Francis Dannemark s’entend, comme peu d’autres romanciers, à bâtir des histoires où les destinées de personnages, en général très attachants, basculent, tout en douceur, vers le meilleur, grâce à de belles rencontres. "Le refus du changement, c’est la mort", dit à un moment Léo, l’un des protagonistes d’Aux anges. La devise est belle, et positive. Et voilà pourquoi Pierre et Florian, les deux héros, ne mourront pas.
Nés en 1960, ce sont des amis d’enfance qui se sont perdus de vue depuis des lustres. S’étant enfin retrouvés, ils décident de partir tout seuls, dans la vieille guimbarde de Florian, pour la Normandie et alentours. Une escapade, histoire de renouer les liens, de se raconter leurs vies en écoutant en boucle les standards de Sinatra.
Chacun a fait la sienne, plutôt réussie, d’un point de vue extérieur. Pierre est DG dans une boîte de recyclage de déchets, il est marié à Béatrice, médecin, ils ont deux enfants. Il a saisi le prétexte de rendez-vous professionnels pour prendre sa semaine, gérée depuis Paris par Sylvie, son assistante. Une fille assez exceptionnelle, semble-t-il. Florian, lui, après une jeunesse rock’n’roll, est devenu un photographe de mode réputé. Il a toujours noué des relations avec des top-modèles, sans en épouser aucune.

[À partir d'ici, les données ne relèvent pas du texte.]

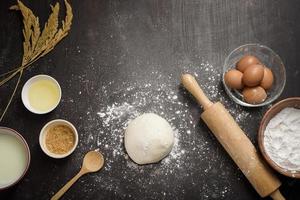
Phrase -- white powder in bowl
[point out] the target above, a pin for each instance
(282, 139)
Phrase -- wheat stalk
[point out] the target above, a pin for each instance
(37, 44)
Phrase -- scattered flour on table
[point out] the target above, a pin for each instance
(118, 105)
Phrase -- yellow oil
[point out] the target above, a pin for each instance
(43, 95)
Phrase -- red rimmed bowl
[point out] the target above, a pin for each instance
(289, 102)
(14, 157)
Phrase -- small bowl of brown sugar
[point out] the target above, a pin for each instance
(58, 138)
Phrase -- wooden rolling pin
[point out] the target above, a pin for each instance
(235, 142)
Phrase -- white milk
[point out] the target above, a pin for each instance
(13, 159)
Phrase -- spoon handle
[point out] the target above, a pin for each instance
(67, 185)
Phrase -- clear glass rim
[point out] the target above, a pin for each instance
(268, 101)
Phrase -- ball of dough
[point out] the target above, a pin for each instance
(148, 139)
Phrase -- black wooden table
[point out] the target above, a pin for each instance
(124, 58)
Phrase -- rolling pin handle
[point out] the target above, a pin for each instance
(276, 195)
(190, 83)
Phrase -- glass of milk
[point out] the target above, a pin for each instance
(14, 157)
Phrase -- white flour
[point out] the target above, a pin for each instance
(282, 139)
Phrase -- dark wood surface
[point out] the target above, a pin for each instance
(144, 46)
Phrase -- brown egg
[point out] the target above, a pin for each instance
(268, 79)
(253, 75)
(233, 79)
(246, 61)
(254, 95)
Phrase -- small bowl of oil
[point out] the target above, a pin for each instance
(41, 94)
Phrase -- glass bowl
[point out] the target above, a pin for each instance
(270, 59)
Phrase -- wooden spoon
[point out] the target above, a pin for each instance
(92, 162)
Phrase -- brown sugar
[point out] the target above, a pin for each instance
(60, 139)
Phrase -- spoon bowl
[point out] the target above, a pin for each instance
(93, 161)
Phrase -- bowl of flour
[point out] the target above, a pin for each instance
(279, 137)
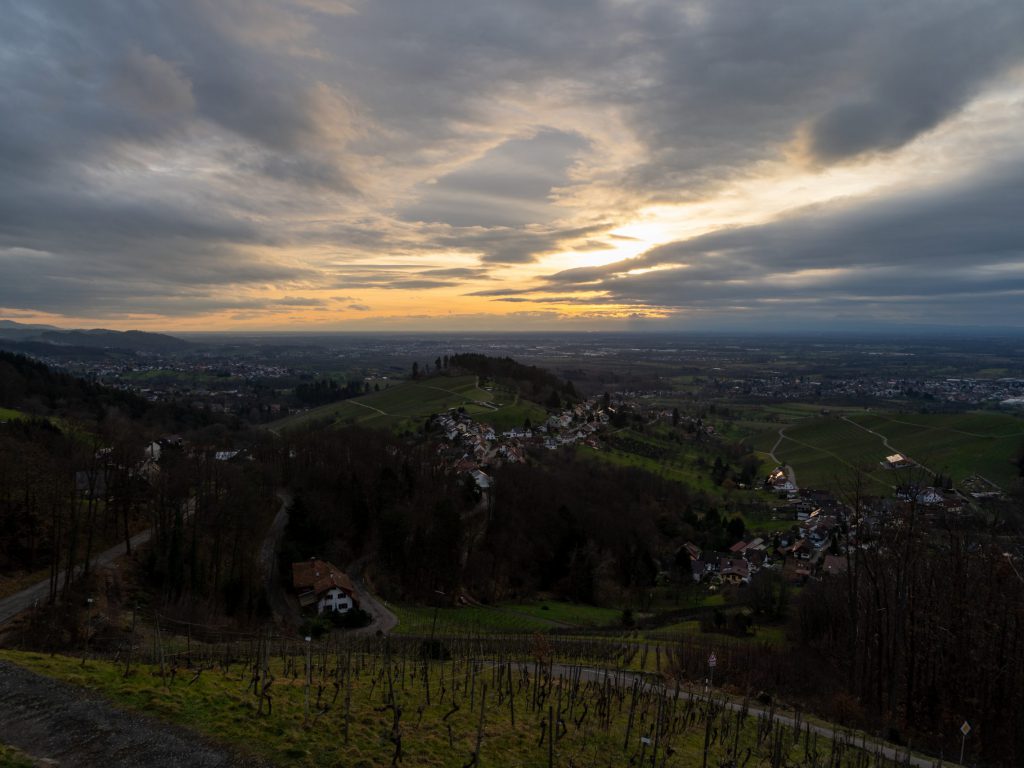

A la faveur d’une panne de voiture, les deux compères font la connaissance de la comtesse Emiliana di Castelcampo, une vieille dame un peu baba cool, qui les héberge dans son château déglingué, où elle vit avec son mari, Léo, spécialiste de poésie mystique, et s’occupe de son arche de Noé, lequel compte même un éléphant. Dans cette atmosphère harmonieuse, cette famille d’adoption, Pierre et Florian vont commencer à réfléchir sérieusement sur eux-mêmes, leurs parcours, et finir par se demander s’ils sont vraiment heureux, s’ils n’ont pas raté d’autres personnes, d’autres chances, plus conformes à leurs rêves d’adolescence.
C’est alors que, par la grâce du romancier et l’intervention d’Elie, un chien doué d’une belle intuition, une certaine Sarah, tenancière d’une maison d’hôtes en baie de Somme (Aux anges), va faire irruption dans le cœur de Florian, tandis que Pierre s’aperçoit que la vraie femme de sa vie est tout près de lui, à son bureau, qu’il la coudoie chaque jour depuis des années sans lui avoir prêté toute l’attention que pourtant elle mérite. Happy end, forcément.
"Il n’y a pas de détours", dit à un moment l’un des garçons. N’empêche, les voies de la destinée sont souvent impénétrables. Il suffit, pour que tout se mette à sa vraie place, qu’un romancier aussi facétieux que talentueux, tendre et sensible, s’en mêle, avec cet art de la fugue qui n’appartient qu’à lui. Du coup, c’est le lecteur, lui, qui est Aux anges. J.-C. P.